While Lunar launched the final celebration in Santa Clara on Monday, it was ace righty Freddy Asiel Alvarez who again proved the Orangeman’s biggest post-season hero. Entering the game in the third frame before Sunday’s suspension, Freddy Asiel retook the hill Monday night and stretched his 2009 playoff record to a perfect 4-0, with a near-perfect seven innings that were marred only by a solo shot off the bat of Yoelvis Charles. That Charles four-bagger had temporarily put Ciego in front in the top of the fourth. But it was all that the ace Villa Clara righty would allow. Over 30 post-season innings this month the Villa Clara fastballer has struck out 20, given up only 8 runs, posted a 2.40 ERA, and held opponents (Santiago and Villa Clara) to a tame .211 batting average. Alvarez is clearly the key to Villa Clara’s chances versus Havana Province.
Final Series Start Thursday
The championship finals are now set to begin on Thursday evening in San José and the dream match up will likely be the most surprising and potentially the most competitive since the equally unanticipated Holguín-Sancti Spíritus title clash that capped National Series #41 (2002).

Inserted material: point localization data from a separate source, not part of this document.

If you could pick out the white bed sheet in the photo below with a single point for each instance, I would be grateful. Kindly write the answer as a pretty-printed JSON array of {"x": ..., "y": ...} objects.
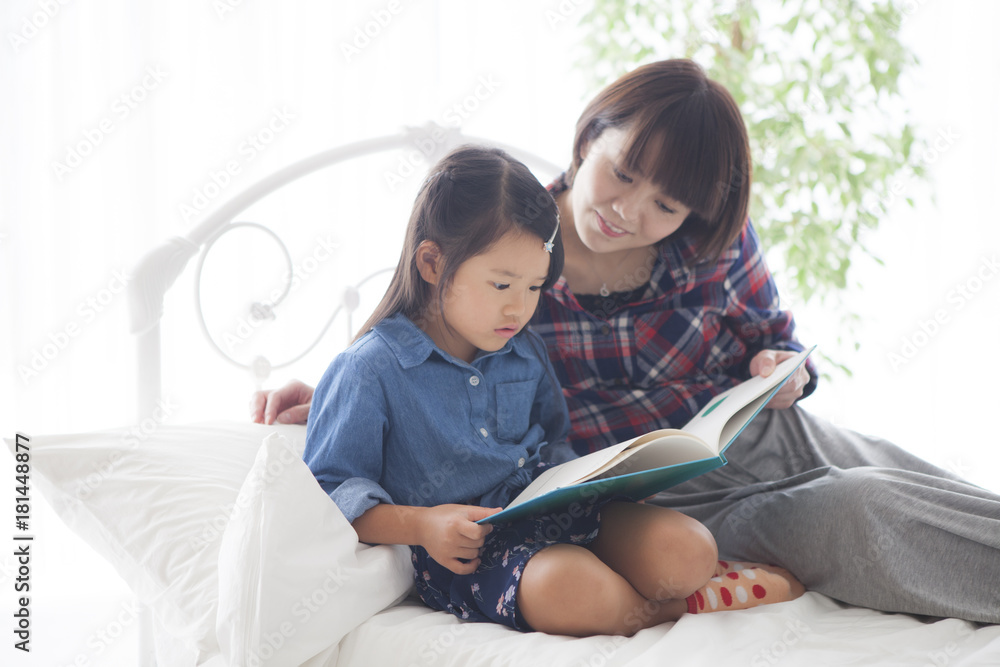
[{"x": 813, "y": 630}]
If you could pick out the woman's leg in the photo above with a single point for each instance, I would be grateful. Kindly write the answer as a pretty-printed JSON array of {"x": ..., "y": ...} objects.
[
  {"x": 853, "y": 517},
  {"x": 666, "y": 555}
]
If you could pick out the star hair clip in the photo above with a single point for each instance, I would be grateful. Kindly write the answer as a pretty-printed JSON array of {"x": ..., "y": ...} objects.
[{"x": 548, "y": 245}]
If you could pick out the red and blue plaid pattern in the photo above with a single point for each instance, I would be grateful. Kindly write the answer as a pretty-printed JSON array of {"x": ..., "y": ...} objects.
[{"x": 654, "y": 362}]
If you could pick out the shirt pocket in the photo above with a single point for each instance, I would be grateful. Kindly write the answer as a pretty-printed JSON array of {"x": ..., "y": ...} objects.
[{"x": 514, "y": 400}]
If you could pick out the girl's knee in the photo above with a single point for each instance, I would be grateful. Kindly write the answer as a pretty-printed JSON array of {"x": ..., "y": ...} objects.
[
  {"x": 694, "y": 554},
  {"x": 565, "y": 589}
]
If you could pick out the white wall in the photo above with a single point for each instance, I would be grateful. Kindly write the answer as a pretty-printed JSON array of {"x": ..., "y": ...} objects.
[{"x": 198, "y": 81}]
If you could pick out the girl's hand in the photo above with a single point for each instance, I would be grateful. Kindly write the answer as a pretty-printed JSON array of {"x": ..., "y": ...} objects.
[
  {"x": 288, "y": 405},
  {"x": 452, "y": 537},
  {"x": 765, "y": 362}
]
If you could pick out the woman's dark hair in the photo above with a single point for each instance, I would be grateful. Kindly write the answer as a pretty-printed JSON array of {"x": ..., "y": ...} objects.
[
  {"x": 686, "y": 134},
  {"x": 472, "y": 198}
]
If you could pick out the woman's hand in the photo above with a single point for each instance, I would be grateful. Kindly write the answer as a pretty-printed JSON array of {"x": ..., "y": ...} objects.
[
  {"x": 288, "y": 405},
  {"x": 450, "y": 533},
  {"x": 765, "y": 362}
]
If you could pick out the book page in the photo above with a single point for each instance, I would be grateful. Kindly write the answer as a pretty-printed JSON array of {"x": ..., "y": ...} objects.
[
  {"x": 678, "y": 447},
  {"x": 571, "y": 472},
  {"x": 618, "y": 458},
  {"x": 726, "y": 414}
]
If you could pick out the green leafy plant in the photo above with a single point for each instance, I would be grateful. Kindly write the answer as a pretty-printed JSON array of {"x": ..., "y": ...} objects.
[{"x": 818, "y": 84}]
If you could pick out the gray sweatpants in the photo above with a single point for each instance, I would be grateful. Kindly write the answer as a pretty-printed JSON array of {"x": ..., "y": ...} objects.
[{"x": 853, "y": 517}]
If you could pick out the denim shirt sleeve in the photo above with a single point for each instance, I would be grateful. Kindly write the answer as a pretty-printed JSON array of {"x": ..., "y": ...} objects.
[
  {"x": 345, "y": 434},
  {"x": 549, "y": 408}
]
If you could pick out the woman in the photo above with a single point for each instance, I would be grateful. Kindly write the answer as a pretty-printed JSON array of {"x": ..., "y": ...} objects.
[{"x": 665, "y": 301}]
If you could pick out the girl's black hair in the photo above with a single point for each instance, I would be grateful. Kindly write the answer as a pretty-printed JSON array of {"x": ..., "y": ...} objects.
[{"x": 472, "y": 198}]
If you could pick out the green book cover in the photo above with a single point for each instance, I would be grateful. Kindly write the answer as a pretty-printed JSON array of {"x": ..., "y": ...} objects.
[{"x": 652, "y": 462}]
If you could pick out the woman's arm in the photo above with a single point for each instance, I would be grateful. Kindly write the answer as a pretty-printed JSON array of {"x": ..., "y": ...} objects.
[
  {"x": 288, "y": 405},
  {"x": 757, "y": 320},
  {"x": 449, "y": 533}
]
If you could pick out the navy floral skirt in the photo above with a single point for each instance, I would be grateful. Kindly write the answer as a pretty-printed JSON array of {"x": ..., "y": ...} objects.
[{"x": 490, "y": 593}]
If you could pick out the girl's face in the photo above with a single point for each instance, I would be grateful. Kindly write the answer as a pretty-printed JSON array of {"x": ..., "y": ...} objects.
[
  {"x": 491, "y": 297},
  {"x": 615, "y": 209}
]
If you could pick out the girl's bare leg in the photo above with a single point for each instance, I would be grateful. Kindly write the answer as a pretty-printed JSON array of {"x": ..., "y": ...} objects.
[
  {"x": 662, "y": 553},
  {"x": 566, "y": 589}
]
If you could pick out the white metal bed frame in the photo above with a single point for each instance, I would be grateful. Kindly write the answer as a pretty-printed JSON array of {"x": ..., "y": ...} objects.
[{"x": 157, "y": 271}]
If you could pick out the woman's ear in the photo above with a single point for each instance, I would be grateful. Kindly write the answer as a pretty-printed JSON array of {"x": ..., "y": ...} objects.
[{"x": 429, "y": 262}]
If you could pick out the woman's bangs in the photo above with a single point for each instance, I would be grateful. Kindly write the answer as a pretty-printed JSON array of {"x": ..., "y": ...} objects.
[{"x": 671, "y": 152}]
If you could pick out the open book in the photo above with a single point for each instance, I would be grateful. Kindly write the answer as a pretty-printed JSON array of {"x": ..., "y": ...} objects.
[{"x": 655, "y": 461}]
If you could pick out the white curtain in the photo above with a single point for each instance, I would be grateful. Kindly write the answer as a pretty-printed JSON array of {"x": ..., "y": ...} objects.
[{"x": 125, "y": 123}]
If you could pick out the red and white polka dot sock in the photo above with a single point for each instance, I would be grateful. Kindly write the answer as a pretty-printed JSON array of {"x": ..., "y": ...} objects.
[{"x": 739, "y": 586}]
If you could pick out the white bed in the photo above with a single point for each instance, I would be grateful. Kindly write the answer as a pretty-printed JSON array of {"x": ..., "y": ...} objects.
[{"x": 240, "y": 559}]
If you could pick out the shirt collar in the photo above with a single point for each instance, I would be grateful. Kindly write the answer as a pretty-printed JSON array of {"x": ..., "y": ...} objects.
[{"x": 412, "y": 345}]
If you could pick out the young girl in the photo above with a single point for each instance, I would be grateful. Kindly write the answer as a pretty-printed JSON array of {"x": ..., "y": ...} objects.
[{"x": 437, "y": 416}]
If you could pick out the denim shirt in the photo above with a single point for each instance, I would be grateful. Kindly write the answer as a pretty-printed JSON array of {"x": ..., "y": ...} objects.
[{"x": 395, "y": 419}]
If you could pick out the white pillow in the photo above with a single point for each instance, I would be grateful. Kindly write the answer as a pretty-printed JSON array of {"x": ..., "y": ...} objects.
[
  {"x": 293, "y": 579},
  {"x": 156, "y": 505}
]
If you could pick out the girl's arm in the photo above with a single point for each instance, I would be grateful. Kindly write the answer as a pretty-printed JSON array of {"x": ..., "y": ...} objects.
[{"x": 449, "y": 533}]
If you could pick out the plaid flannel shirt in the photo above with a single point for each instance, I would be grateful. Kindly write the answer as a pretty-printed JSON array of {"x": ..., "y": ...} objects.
[{"x": 654, "y": 362}]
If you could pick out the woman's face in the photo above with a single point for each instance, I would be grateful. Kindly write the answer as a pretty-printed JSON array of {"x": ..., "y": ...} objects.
[{"x": 614, "y": 209}]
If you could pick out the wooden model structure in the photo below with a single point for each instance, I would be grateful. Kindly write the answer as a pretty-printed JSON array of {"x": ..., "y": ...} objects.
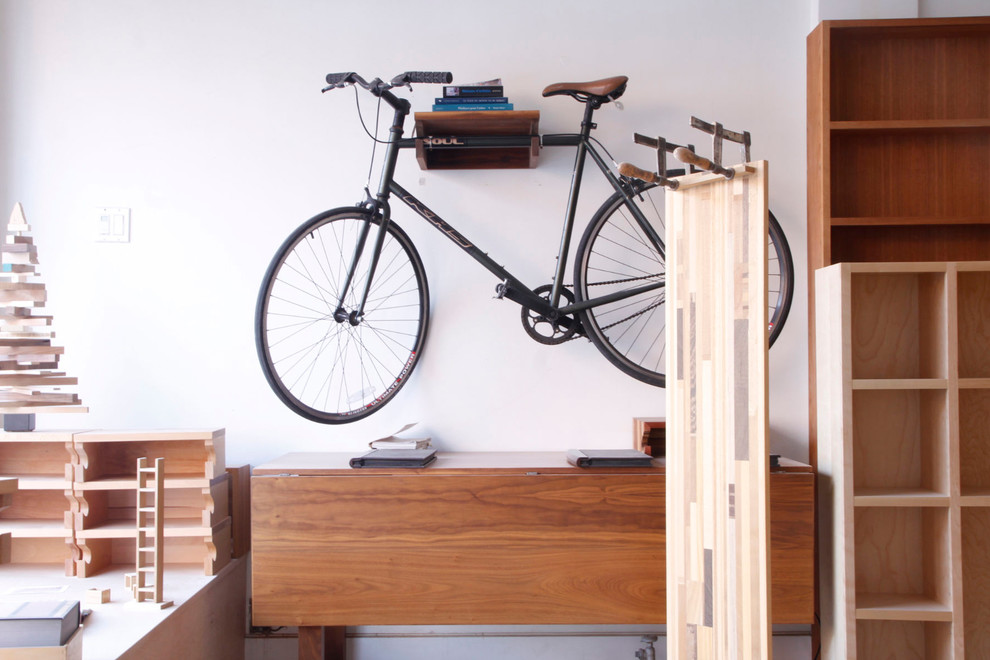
[
  {"x": 717, "y": 458},
  {"x": 146, "y": 584},
  {"x": 76, "y": 500},
  {"x": 29, "y": 383},
  {"x": 7, "y": 488}
]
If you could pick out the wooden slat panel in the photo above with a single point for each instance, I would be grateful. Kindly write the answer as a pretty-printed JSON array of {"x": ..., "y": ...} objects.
[
  {"x": 717, "y": 572},
  {"x": 471, "y": 549}
]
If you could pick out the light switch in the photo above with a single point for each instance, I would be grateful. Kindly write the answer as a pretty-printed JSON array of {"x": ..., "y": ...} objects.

Havana returns to the finals for the second occasion in its history and the first time since 2005, when the Cowboys were tamed in six games by Santiago. Villa Clara seeks its first league title since the three-peat under Pedro Jova in the early 1990s and its first return to the finals since back-to-back losses to Industriales in 2003 and 2004. This will also be the first grand finale on the island in half-a-dozen years that will not include either Santiago or Industriales.
This particular final is especially hard to predict with any confidence, since both teams tout their potential advantages heading into the showdown. Villa Clara under Eduardo Martin has unquestionably been the big post-season surprise up to the moment. After starting the campaign with the appearance of the league’s best club, then sliding to third place in the east in the shadows of the World Baseball Classic, the Orangemen failed to fold against heavily favored Santiago and also withstood the challenges of the elements during their series with league pace-setter Ciego de Avila.
But Havana Province, for its part, still has the island’s best corps of pitchers to balance its sometimes pesky but usually weak offense.
After leading the pack from start to finish in National Series #47, the pitching-rich Cowboys faded quickly in last year’s post-season, due strictly to their anemic slugging. But this year the quartet of Linares, Molinet, Orta and Danger Guerrero have provided just enough punch to assure victory.
Villa Clara has its own ace in Freddy Asiel Alvarez and one of the circuit’s best closers in Yolexis Ulacia, but the offense-oriented Orangemen are nowhere near as deep in their starting rotation or available relief corps.
The eloquent Casey Stengel once reminded us that ninety percent of baseball is pitching and the other half is luck. Casey’s philosophy had a leg up on his mathematics. But like Casey I give my vote to the hungry Cowboys with their stellar rotation of Yadier Pedroso, Yulieski Gonzalez, Jonder Martínez, and Miguel Alfredo Gonzalez, plus their solid bullpen featuring José Angel Garcia and Miguel Lahera.
This series should offer a lengthy and tenacious struggle, one that may well stretch out for a couple of more weeks if the weather continues to demand its own role in the diamond proceedings.